The following year, tragedy struck the band anew when their fourth keyboardist, Brent Mydland, died from an overdose after injecting both cocaine and heroin into his system. Garcia, who himself had lapsed back into drug use in 1989, took the loss particularly hard. In 1991, the band again staged an intervention, but an angry Garcia stormed out of the meeting. He later agreed to attend a methadone clinic to overcome his addiction. The following year, Garcia suffered from extreme exhaustion and forced the Grateful Dead to cancel their fall tour. After hearing from a doctor that he would likely die in the next few years if he failed to shape up, Garcia dropped weight and began scuba diving to get in shape. He also resumed touring with renewed vigor, while also allowing Stonehenge, Ltd to use his airbrush art work to create a line of neckties that became hot sellers in numerous department stores. But as quickly as he recovered from his ailment in 1992, Garcia once again began to regress. Meanwhile, in 1994, he resumed relations with Deborah Koons and the pair married early that year. In the next year and a half, Garcia's health went into steep decline, leading to serious physical and mental deterioration that prompted him to turn down the volume of his own guitar because of how poorly he played.

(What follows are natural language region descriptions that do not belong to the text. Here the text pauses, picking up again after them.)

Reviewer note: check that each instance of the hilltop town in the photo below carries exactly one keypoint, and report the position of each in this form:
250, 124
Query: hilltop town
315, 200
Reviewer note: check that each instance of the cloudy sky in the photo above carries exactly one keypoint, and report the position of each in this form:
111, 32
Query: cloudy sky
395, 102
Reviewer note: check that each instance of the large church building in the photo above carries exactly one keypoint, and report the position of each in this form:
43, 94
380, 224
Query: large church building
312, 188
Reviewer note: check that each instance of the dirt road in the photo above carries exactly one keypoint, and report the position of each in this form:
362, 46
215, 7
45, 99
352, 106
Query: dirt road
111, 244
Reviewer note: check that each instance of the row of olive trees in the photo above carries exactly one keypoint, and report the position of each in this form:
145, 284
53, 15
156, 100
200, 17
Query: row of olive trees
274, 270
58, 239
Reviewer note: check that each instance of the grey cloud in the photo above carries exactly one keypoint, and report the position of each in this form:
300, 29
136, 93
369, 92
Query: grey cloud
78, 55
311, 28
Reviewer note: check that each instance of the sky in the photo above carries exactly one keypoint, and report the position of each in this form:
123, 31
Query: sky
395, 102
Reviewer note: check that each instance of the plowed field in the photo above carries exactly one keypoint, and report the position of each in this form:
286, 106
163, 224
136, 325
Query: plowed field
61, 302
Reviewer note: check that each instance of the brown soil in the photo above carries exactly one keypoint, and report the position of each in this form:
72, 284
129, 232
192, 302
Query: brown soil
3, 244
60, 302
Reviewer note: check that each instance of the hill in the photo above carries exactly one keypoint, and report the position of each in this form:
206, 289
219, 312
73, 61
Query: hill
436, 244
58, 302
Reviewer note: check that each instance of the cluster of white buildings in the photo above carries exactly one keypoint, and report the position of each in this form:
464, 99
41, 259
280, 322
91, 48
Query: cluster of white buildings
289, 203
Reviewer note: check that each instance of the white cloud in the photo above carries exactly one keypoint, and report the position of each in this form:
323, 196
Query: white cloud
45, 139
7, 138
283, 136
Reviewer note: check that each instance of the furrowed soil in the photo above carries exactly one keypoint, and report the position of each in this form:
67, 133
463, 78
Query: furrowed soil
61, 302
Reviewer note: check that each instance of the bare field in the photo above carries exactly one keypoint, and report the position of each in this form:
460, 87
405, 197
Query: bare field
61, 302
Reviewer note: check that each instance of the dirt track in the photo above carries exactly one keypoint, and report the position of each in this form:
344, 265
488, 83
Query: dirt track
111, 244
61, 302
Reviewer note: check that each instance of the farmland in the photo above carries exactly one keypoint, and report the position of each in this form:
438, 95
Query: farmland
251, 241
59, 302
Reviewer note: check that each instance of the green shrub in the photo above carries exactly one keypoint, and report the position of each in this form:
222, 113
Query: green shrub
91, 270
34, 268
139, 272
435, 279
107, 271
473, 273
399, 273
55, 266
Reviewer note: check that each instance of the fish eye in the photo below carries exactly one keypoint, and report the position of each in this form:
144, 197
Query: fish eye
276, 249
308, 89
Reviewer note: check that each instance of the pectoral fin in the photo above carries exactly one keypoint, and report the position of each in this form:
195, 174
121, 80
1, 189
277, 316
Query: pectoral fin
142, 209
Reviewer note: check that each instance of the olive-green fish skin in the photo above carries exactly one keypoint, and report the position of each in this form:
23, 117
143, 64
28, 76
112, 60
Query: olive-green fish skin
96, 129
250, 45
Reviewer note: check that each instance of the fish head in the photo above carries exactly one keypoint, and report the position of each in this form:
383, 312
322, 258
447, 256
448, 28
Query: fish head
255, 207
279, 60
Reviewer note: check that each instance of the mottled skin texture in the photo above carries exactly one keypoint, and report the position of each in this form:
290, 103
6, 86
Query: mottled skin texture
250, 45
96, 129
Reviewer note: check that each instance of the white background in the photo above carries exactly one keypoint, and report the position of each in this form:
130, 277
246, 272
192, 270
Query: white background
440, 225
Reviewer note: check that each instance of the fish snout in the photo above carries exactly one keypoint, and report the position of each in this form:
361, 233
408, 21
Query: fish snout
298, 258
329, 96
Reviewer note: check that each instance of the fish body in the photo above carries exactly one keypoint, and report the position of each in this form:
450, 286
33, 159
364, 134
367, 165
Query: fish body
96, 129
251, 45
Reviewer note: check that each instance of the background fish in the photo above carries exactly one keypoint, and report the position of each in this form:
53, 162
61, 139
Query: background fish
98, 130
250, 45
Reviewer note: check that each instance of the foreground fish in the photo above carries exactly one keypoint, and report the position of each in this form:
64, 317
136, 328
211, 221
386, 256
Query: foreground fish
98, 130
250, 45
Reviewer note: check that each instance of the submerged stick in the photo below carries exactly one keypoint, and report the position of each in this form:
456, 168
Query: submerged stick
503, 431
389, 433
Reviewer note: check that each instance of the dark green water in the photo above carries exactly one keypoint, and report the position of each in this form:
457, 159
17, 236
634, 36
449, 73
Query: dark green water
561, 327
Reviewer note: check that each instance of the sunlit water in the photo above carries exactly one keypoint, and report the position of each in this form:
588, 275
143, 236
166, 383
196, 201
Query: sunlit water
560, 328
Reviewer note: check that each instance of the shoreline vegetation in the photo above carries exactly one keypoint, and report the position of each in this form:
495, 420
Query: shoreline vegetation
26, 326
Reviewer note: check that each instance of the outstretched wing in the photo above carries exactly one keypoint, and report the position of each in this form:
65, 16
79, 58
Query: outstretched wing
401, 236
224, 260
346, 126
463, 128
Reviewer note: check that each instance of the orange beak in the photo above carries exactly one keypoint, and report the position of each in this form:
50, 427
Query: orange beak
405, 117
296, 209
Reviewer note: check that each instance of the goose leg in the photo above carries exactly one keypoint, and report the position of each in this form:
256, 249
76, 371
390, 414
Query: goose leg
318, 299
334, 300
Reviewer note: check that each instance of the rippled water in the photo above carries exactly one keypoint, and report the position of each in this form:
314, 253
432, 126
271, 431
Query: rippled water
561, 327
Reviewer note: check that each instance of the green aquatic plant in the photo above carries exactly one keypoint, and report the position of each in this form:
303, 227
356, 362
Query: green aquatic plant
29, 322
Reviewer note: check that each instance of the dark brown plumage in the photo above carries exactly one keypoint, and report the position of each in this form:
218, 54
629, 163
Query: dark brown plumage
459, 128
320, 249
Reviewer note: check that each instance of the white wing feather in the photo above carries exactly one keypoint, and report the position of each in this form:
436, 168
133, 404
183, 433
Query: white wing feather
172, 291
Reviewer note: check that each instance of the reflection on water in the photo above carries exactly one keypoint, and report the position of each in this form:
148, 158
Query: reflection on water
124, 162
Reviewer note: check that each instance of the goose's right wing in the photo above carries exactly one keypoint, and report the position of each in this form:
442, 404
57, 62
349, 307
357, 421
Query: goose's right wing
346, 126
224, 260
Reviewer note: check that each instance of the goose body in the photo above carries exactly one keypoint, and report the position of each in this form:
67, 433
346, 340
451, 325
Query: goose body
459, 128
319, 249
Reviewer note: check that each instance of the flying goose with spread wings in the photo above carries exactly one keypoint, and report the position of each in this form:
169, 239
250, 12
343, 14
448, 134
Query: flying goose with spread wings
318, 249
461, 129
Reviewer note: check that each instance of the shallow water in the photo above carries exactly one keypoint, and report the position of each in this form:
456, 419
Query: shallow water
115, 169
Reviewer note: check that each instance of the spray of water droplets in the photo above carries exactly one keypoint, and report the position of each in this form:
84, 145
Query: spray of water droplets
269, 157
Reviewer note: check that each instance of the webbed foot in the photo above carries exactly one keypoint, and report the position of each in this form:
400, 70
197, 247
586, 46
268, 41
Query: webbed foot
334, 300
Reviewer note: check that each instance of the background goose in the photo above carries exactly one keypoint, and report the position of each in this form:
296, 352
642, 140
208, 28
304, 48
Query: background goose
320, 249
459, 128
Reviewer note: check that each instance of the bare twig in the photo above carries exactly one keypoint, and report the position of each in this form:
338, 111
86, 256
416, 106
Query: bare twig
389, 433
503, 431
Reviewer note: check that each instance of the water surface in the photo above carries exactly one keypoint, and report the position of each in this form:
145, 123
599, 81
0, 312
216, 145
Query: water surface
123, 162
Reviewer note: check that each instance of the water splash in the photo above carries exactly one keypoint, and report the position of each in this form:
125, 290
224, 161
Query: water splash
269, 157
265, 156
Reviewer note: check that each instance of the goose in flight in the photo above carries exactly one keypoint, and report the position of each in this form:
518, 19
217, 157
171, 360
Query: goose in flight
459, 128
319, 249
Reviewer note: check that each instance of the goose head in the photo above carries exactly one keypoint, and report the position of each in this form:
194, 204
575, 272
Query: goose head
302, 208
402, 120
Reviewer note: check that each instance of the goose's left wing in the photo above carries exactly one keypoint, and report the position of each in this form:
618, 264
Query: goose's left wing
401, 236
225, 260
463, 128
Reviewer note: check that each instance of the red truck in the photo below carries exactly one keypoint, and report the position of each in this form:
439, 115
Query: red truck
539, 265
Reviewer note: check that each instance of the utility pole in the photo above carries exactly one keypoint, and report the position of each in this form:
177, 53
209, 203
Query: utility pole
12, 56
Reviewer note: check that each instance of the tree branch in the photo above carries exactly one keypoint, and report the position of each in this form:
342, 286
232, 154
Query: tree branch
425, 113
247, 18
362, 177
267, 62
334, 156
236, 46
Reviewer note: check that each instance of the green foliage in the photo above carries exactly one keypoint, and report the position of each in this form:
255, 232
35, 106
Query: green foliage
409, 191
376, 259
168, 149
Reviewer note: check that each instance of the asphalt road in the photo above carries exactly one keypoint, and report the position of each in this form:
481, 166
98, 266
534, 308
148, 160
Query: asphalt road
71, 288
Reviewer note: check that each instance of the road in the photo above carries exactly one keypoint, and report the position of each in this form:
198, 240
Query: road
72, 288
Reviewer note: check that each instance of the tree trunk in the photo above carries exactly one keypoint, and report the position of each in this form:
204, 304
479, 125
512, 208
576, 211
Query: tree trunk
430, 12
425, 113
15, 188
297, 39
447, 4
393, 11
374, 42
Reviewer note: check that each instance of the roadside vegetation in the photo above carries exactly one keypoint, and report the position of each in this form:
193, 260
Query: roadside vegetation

Following a disastrous summer tour in 1995, Garcia recommitted himself to cleaning up his act once more. But his efforts proved to be too late. After a two week stay at the Betty Ford Clinic in July, Garcia checked into the Serenity Knolls Center for further treatment. On Aug. 9, 1995, just nine days after his 53rd birthday, Garcia died after suffering a heart attack in his sleep. When news broke, tens of thousands gathered in various parks across the country to spontaneously mourn his passing, realizing through their shock that an era had ended, while Deadheads from all walks of life - including celebrities, U.S. senators and even President Bill Clinton - voiced their grief. While the band carried the musical torch in one form or another, Garcia's last wife, Deborah Koons, waged war with his previous wife, Caroline Adams, in a legal battle over his estate that played out on Court TV. Regardless of the relative quiet passing, Garcia remained a cultural icon whose influence resonated profoundly in the music community, almost singlehandedly spawning the jam band scene while continuing to inspire new generations of fans.